Author(s) Friedrich Engels
Written 17 August 1887


First published in Aus der Frühzeit des Marxismus. Engels Briefwechsel mit Kautsky, Prag, 1935, and in: Marx and Engels, Works, First Russian Edition, Vol. XXVII, Moscow, 1935
Printed according to the original
Published in English for the first time in Marx-Engels Collected Works, Volume 48


ENGELS TO KARL KAUTSKY

IN LONDON

Eastbourne, 17 August 1887
4 Cavendish Place

Dear Kautsky,

Please excuse the belated return of the enclosed, which I have read with thanks.[1] I shall be interested to peruse the clean proofs of the More,[2] though I don't see of what help I can be to you in this.

We shall be coming back on Saturday week, 27 August,[3] by which time my house will presumably be habitable once more.

If you happen to be passing Regent's Park Road I should be greatly obliged if you would drop in there and leave 3 or 4 large (long) envelopes, addressed to me here; I had left some there but they would all seem to have been used up. I mean the sort of envelope in which my people will be able to send me 3 or 4 letters at a time.

For the rest, we are as merry as grigs and are expecting Sam Moore this evening. Last night we at last had a storm, but it's fine again now.

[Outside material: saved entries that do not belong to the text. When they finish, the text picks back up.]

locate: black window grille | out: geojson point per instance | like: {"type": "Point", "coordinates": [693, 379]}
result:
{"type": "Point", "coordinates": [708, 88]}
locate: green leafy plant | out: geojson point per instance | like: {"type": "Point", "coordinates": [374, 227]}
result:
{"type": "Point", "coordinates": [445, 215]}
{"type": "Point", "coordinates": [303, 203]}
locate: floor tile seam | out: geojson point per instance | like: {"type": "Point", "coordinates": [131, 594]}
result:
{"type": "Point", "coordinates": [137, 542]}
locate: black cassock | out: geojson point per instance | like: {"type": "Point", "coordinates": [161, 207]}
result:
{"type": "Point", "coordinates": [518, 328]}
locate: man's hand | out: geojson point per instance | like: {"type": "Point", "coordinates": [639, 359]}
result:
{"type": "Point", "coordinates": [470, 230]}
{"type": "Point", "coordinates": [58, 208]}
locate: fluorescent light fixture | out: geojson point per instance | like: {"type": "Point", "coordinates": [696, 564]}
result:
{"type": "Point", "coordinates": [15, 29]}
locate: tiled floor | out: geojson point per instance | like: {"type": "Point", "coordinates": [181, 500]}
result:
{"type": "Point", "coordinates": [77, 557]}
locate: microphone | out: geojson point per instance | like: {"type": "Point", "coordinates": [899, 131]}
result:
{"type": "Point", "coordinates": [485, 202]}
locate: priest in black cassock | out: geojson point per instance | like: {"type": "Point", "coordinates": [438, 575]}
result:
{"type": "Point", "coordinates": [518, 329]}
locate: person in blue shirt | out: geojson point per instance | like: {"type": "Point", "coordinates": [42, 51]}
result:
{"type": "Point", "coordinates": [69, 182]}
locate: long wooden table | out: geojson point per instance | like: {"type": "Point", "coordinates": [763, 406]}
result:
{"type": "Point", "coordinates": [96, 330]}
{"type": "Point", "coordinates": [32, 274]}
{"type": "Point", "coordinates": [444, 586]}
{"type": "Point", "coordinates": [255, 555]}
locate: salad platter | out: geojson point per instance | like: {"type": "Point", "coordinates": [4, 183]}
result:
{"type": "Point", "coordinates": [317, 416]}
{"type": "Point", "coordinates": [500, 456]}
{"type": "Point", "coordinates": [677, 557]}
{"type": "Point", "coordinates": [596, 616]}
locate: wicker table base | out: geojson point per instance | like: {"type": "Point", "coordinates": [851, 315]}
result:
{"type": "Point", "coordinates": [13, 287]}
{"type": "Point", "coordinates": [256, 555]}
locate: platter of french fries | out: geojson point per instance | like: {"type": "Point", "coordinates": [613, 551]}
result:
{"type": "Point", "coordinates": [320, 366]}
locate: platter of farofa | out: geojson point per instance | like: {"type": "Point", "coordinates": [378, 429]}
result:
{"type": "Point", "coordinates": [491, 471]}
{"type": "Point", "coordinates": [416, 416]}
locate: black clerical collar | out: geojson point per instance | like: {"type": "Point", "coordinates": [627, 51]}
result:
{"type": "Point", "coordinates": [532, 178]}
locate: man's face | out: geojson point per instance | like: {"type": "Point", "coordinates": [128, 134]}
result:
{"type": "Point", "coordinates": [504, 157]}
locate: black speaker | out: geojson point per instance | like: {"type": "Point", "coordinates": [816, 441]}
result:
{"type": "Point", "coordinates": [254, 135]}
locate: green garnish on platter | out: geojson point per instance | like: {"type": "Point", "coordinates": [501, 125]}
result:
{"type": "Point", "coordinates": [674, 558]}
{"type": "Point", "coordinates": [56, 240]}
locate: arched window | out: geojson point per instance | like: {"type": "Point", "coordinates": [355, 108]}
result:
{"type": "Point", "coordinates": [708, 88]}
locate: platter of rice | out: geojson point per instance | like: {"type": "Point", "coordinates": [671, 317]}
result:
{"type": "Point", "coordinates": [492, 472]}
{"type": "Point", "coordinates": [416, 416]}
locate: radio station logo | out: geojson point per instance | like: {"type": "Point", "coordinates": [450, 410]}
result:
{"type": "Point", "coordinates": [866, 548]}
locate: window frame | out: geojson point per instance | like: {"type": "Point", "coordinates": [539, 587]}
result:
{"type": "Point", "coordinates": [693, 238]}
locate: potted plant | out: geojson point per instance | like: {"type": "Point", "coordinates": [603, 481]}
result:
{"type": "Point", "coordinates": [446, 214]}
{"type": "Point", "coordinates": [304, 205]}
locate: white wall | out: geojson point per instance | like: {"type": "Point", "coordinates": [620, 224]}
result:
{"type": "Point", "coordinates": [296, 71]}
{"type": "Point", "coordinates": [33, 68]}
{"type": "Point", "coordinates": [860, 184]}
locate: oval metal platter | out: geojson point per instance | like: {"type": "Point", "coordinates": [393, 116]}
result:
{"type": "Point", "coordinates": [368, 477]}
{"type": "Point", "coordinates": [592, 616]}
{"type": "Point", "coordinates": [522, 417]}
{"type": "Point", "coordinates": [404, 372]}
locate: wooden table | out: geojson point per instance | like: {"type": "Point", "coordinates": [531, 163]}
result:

Regards from my family to yours. The Avelings are at Stratford-on- Avon, revelling in Shakespeariana at source.

Your

F. E.

  1. Apparently this refers to the biography of Engels, written by Karl Kautsky for the Osterreichischer Arbeiter-Kalender of 1888.
  2. K. Kautsky, Thomas More und seine Utopie, Stuttgart, 1888
  3. Engels holidayed in Eastbourne from 23 July to 2 September.